Negozi in affitto in corso Buenos Aires a Milano
Milano – Serrande abbassate. Cartelli più che eloquenti con la scritta “Affittasi”. Sbirciando oltre i vetri, polvere e desolazione. In certi punti, corso Buenos Aires, l’arteria milanese dello shopping per eccellenza, contraddice con la realtà la definizione di sé stessa. Succede tra Lima e Loreto, dove si trova la maggioranza di negozi sfitti, ex sedi di attività che hanno chiuso i battenti da mesi e che non si sa se e quando saranno rimpiazzate da altro. “In corso Buenos Aires – spiega Gabriel Meghnagi, vicepresidente Confcommercio e presidente Ascobaires – esistono circa 270 spazi commerciali. Mentre per una quindicina di questi, che hanno chiuso ma con la prospettiva di ospitare altri negozi a breve, si può parlare di una trasformazione fisiologica”, in un corso che cambia pelle di continuo, per altri, “occhio e croce 25, non si può dire lo stesso: sono nel limbo”. Cioè restano vuoti e al momento non hanno attirato interessi di eventuali futuri inquilini. “Almeno 18 di questi spazi sono tra piazzale Loreto e piazza Lima”.
Quali possono essere le motivazioni? “In primis, i canoni di affitto elevati, che sono alti perché corso Buenos Aires è una via-vetrina, commerciale. “Per i locali più grandi, tra 60 e 120 metri quadri, occorre sborsare anche 25mila euro al mese. E i prezzi – assicurano i negozianti che resistono – restano tali nonostante il passaggio di clientela sia cambiato. Vediamo meno persone a passeggio, o comunque meno clienti. Questo potrebbe essere dovuto ai lavori ancora in corso, per la realizzazione della ciclabile, l’allargamento dei marciapiedi e la creazione di nuovi elementi di arredo”.
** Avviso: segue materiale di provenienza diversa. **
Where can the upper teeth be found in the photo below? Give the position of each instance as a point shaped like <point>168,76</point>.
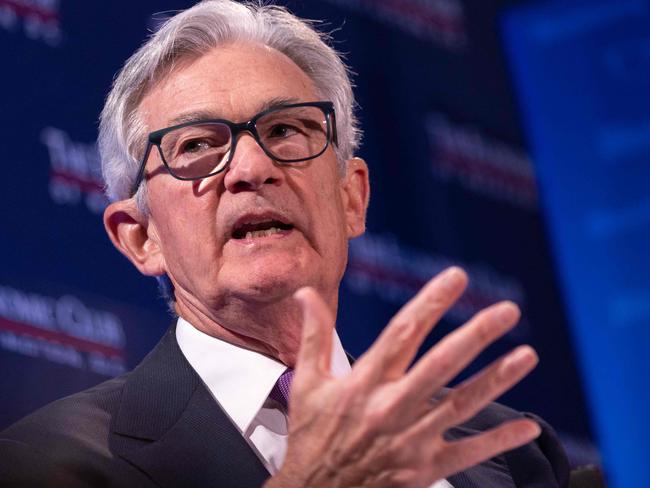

I canoni elevati “scoraggiano sia i grandi marchi – continua Meghnagi – che per spazi commerciali estesi vanno altrove, e sia le piccole imprese familiari, che anche affittando un locale di dimensioni ridotte non riescono a stare a galla con le spese”.
Lo conferma chi gestisce un’attività tra Lima e Loreto: “Il canone d’affitto è sproporzionato rispetto al passaggio di clientela. All’angolo con via Piccinni hanno chiuso due negozi – dice Laura Santoro, di Greenapple –. E poi io un degrado così non l’ho mai visto: i lavori non finiscono mai. Secondo me sarebbe stato meglio realizzare la pista ciclabile da un lato solo, lasciando i parcheggi dall’altro lato”.
Simona Losardo, della camiceria Vitali, evidenzia che “senza la pista ciclabile si lavorava molto di più. Sarebbe bastato lasciare i parcheggi “a tempo“, di 10-15 minuti, per consentire ai clienti di venire a ritirare la merce”. Ancora, Davide Monfregola, del negozio di abbigliamento e scarpe “94Truth“, punta il dito sullo “scarso passaggio. Non sembra di essere in corso Buenos Aires. Per un’impresa familiare, i costi sono insostenibili”. A pochi metri, una piccola pizzeria è sopravvissuta per una manciata di mesi. Così anche altre piccole attività. “Non riuscivano a pagare 10mila euro di affitto al mese”.
Superata piazza Lima, arriva la parte “fortunata“, fino a viale Regina Giovanna-viale Tunisia, dove gli spazi sfitti fanno più gola. Situazione ancora diversa verso piazza Oberdan, “dove in certi negozi c’è la coda tutti i giorni”, sottolinea il vicepresidente di Confcommercio. Si riferisce all’insegna Pop Mart, leader nel mercato dei giocattoli da collezione, che attira centinaia di clienti, per lo più ragazzi desiderosi di comprare i “Labubu“, pupazzetti da appendere a borse e zaini, che spopolano sui social. L’attesa dura ore. È l’altra faccia di corso Buenos Aires.